YOU? · · 2022 · Open Access · · DOI: https://doi.org/10.1101/2022.12.28.522011 · OA: W4313348362

Over the last decades, several premature aging mouse models have been developed to study aging and identify interventions that can delay age-related diseases. Yet, it is still unclear whether these models truly recapitulate natural aging. Here, we analyzed DNA methylation in multiple tissues of four previously reported mouse models of premature aging (ERCC1, LAKI, POLG and XPG). We estimated DNA methylation (DNAm) age of these samples using the Horvath clock.
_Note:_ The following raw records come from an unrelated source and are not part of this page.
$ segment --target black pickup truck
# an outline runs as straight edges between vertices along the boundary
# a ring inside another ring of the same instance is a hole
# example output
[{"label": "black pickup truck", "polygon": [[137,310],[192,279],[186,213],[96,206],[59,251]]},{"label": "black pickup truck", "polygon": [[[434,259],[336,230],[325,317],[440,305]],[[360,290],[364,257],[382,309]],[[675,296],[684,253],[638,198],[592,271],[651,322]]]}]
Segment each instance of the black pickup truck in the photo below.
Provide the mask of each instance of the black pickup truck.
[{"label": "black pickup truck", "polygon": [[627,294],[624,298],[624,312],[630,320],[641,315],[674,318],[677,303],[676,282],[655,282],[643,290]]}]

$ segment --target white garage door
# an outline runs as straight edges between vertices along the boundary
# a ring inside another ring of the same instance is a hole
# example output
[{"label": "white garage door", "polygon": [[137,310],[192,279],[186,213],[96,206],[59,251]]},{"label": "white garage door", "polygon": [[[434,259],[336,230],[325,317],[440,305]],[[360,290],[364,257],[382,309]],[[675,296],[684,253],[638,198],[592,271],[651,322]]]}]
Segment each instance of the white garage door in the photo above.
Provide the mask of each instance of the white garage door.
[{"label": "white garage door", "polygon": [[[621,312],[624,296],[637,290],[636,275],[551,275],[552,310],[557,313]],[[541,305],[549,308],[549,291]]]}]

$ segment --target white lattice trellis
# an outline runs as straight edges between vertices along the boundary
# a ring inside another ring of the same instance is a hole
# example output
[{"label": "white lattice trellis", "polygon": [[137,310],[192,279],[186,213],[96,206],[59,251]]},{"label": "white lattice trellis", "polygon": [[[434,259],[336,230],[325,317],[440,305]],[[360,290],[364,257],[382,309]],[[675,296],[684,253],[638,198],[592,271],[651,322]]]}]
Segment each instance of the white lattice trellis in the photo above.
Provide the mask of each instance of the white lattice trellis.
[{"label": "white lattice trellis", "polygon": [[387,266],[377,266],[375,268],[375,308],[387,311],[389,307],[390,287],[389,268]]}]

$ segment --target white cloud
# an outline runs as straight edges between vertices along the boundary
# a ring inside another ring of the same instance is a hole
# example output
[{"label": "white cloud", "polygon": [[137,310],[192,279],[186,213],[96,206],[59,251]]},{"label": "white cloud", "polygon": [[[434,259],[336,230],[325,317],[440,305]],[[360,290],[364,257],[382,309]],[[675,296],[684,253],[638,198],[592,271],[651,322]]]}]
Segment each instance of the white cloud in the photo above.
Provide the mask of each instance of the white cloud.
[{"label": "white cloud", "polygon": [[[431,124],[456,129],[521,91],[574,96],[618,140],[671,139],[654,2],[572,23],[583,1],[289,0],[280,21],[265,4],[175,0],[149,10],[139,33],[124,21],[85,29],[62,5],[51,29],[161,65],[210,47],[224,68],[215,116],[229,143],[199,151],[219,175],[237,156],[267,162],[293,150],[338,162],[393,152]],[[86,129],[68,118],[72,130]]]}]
The most pronounced increase in DNAm age could be observed in ERCC1 mice, a strain which exhibits a deficit in DNA nucleotide excision repair. In line with these results, we detected an increase in epigenetic age in fibroblasts isolated from patients with progeroid syndromes associated with mutations in DNA excision repair genes. These findings highlight ERCC1 as a particularly attractive mouse model to study aging in mammals and suggest a strong connection between DNA damage and epigenetic dysregulation during aging.